Lorey surprised by possible changes to school grades


Indiana’s A-F grade school accountability system could undergo changes in the near future and one Dubois County school corporation superintendent said the news came as a complete surprise.

Wednesday, the State Board of Education tentatively adopted a controversial proposal for how all Indiana schools will be graded that places a higher importance on test performance than student growth in high schools.

The approval marked the beginning of a lengthy implementation process that will include a public comment period before its final adoption. If ultimately approved, the changes could go into effect beginning with the 2018-19 school year.

“First of all, I’d like to say a lot of us were very surprised by this piece of rulemaking that the board just put out (Wednesday),” said Tracy Lorey, superintendent of Greater Jasper Schools. “There had been no conversation with educators at all about the potential of making changes to the accountability calculation, and we were kind of surprised by that.”

Other discussed tweaks include the gauging of well-roundedness in elementary students and middle schoolers by assessing science and social studies test scores as well as measuring high school students by the number of course credits and failing grades they accumulate as freshmen.

Lorey stressed that the letter grades don’t provide data that informs instruction in the classroom, but she noted they do impact public perception of a school and can help or hurt the morale of a corporation. Repeated failure can also lead to state intervention.

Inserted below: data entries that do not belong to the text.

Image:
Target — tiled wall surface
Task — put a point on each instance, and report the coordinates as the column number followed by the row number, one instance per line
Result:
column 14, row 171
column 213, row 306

Currently, elementary and middle schools are graded evenly on their ISTEP scores and student growth-to-proficiency from the previous year’s test. The new changes would still weight performance and growth evenly at 42.5 percent, with new English language proficiency, attendance and the well-roundedness factors filling in the remaining 15 percent.

At the high school level, the student growth criteria would be scrapped entirely, replaced by a greater emphasis on graduation rate, testing, English language proficiency and the on-track measures.

Lorey said no matter how the accountability system changes, her schools will continue to successfully educate students.

“We’ve seen an awful lot of change and it seems like the targets continually move in the state of Indiana,” Lorey said. “And I think it becomes really challenging for schools to just turn on a dime, to readjust in light of the constant moving target.”

When the 2016-17 school grades were released in October, Jasper High School received an A, Jasper Middle school a B, Ireland Elementary snagged an A and both Fifth Street School and Tenth Street Elementary received B’s.